I. Am. Angry. I am angry at those men for treating her that way and I am angry for what I, personally, have let slide in the past when it came to how I was treated by my “peers”. True, I have not experienced the level of what many women have (I consider myself a lucky anomaly in this), but I have experienced it and could tell you stories that would make you think a little differently about some publishing “professionals”, or just regular old joes on the street. This is not unique to Science Fiction and Fantasy people. It’s endemic in the whole of society. And it sucks.
Because of this, because of this “boy’s club”, I have to sit here wondering if I’m up for the battle ahead when it comes to Maven. I’ve actually been thinking about this issue a lot lately, and long before this recent hubbub started. What I’m facing is not a battle only on the Science Fiction side, but on the Romance side as well. In organizing my book blog tour for the end of June, I’m finding myself on the defensive. I have to convince Romance readers who may view SFR as “Science Fiction? Like with aliens? Pass.” that my book is something they would probably really enjoy given the chance. There are no aliens. There are no space ships. Yes, there is science, but it’s accessible, not some foreign language only rocket scientists and geneticists can understand. It’s for everyone. And then I have to turn around and convince SF readers that it’s not all “touchy feely girly things” as well. Add this ingrained misogyny to the mix and wow, do I have a fight on my hands!
But back to the assertion that “women” who read SFR don’t know their Phillip K. Dick from a hole in the ground, or that the only thing about Doctor Who they find appealing is David Tennant’s hair. To this, I say “you know nothing, Jon Snow”. I grew up reading Science Fiction and Fantasy. I consumed the movies and TV shows like they were the oxygen I needed to survive. I count everything Douglas Adams ever wrote as some of my all-time favorite books in the world (even the Dirk Gently series) and A Wrinkle in Time is required reading for my kids. I would rather rip my own tongue out with pliers than tell my girls to stay away from having interests in certain things because “that’s for boys”. I let my 3-year-old son play dress up with his sisters at the same time he hauls legos around in a toy dump truck, because why not? Encouraging these things will make them more well-rounded individuals and less likely to crap all over someone else’s love for whatever that might be later on down the road. So when some Old Boy from 1969 wants to tell me I can’t write SciFi because I have ovaries? Oh yes. You go right ahead and throw that gauntlet, sir. We can meet with lightsabers at dawn and I promise you it won’t be a hand you’re missing when I’m done.

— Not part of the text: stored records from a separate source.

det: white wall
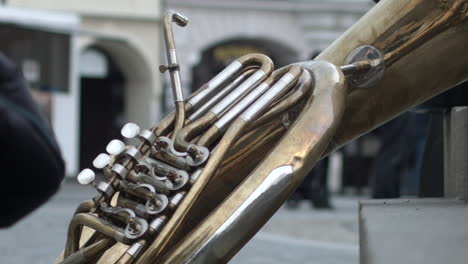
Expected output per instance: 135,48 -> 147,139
51,36 -> 80,175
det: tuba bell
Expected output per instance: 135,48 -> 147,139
57,0 -> 468,263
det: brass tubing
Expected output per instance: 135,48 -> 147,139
174,112 -> 218,151
197,66 -> 302,147
174,61 -> 273,151
115,239 -> 147,264
60,238 -> 115,264
317,0 -> 468,155
137,118 -> 247,263
249,70 -> 313,130
171,102 -> 185,141
63,213 -> 129,258
188,53 -> 273,107
163,11 -> 188,138
73,200 -> 95,215
161,62 -> 347,263
187,67 -> 255,122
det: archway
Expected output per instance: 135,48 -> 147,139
79,39 -> 153,168
79,46 -> 126,169
191,38 -> 298,91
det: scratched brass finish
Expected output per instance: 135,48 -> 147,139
58,0 -> 468,264
317,0 -> 468,153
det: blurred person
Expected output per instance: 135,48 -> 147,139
0,52 -> 65,228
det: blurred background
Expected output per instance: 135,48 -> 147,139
0,0 -> 464,264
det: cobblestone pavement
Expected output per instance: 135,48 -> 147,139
0,184 -> 358,264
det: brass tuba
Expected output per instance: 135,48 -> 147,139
58,0 -> 468,263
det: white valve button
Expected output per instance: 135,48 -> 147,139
76,169 -> 96,185
120,123 -> 140,138
106,139 -> 125,155
93,153 -> 110,169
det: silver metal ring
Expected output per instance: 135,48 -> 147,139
138,130 -> 156,145
96,182 -> 114,196
125,146 -> 143,161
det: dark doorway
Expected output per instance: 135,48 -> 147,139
80,48 -> 125,170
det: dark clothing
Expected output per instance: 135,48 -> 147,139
0,53 -> 64,227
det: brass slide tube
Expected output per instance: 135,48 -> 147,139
159,62 -> 346,263
187,68 -> 256,123
163,11 -> 188,138
63,213 -> 130,258
197,66 -> 302,147
138,66 -> 302,263
60,238 -> 115,264
249,68 -> 313,130
174,54 -> 273,151
152,54 -> 272,136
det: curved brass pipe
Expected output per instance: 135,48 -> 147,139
249,70 -> 313,130
197,65 -> 302,147
174,54 -> 273,151
73,200 -> 96,215
151,54 -> 273,137
161,11 -> 188,138
161,62 -> 347,263
317,0 -> 468,155
60,238 -> 116,264
63,213 -> 130,258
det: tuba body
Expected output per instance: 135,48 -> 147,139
57,0 -> 468,263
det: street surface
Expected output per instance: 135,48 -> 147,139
0,184 -> 359,264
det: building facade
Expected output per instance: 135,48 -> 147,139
0,0 -> 373,175
162,0 -> 374,108
2,0 -> 161,175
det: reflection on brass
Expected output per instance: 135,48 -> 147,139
59,0 -> 468,263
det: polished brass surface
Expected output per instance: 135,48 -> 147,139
317,0 -> 468,153
59,0 -> 468,263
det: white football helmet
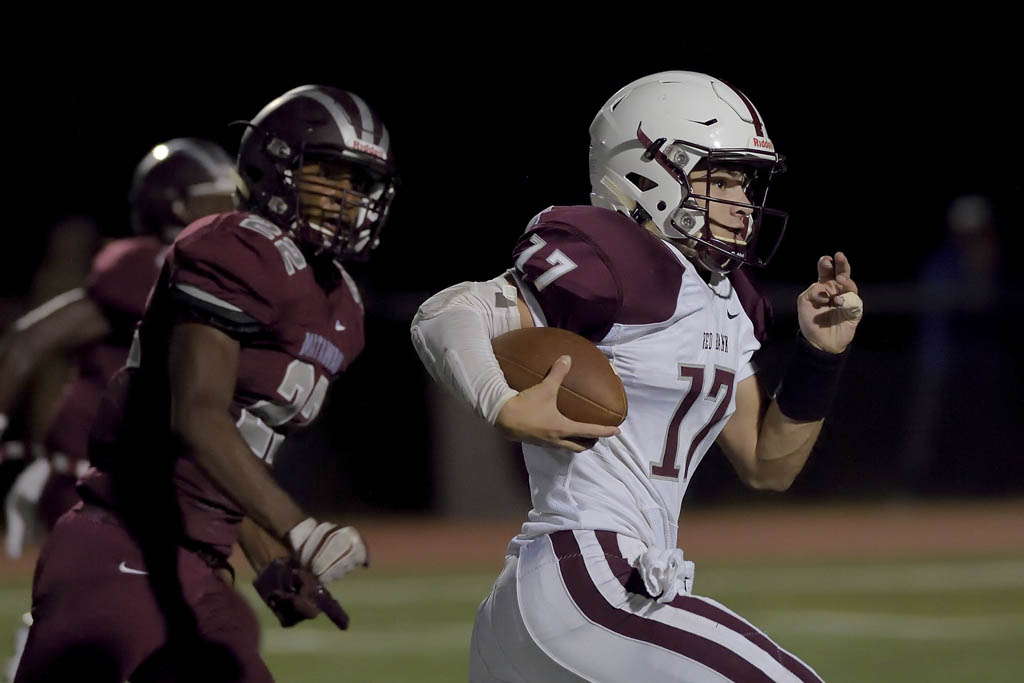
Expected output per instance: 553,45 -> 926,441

It’s encouraging to see most of the comments on these posts and on Facebook and Twitter are as full of “WTF?” as I feel about all of this. Still, I can’t help but notice some of those commenters are ones I personally have felt turn up their noses at me or my work. They are possibly unaware of this, but some likely are. I’ve balked at calling them out on it because I didn’t want to cause problems in the communities I belong to, but they should know that as of right now, I will no longer grant such reprieves. If you want to bring your misogyny to my playground, you’d best be prepared for the consequences. I will not be trampled on and will not allow wonderful writers like Ann Aguirre to be trampled on any more. I will not be silent. You shouldn’t be either, dear reader. Because we need to be LOUD.
KL says
Yes. YES.
Now pardon me while I scrape my gray matter off the ceiling.
Starla Huchton says
I also forgot to mention Heather Massey’s awesome post over at The Galaxy Express http://www.thegalaxyexpress.net/2013/06/out-with-old-boys-club-in-with-new.html and C. E. Kilgore’s rebuttal to Mr. Sharp at Tracing the Stars http://cekilgore.com/self-publishing/genre-wars-why-is-sfr-the-outcast/ both definitely worth the read.
Stuart Sharp says
I think I should make a few points here. I’d like to start by apologising for any offence I’ve caused you.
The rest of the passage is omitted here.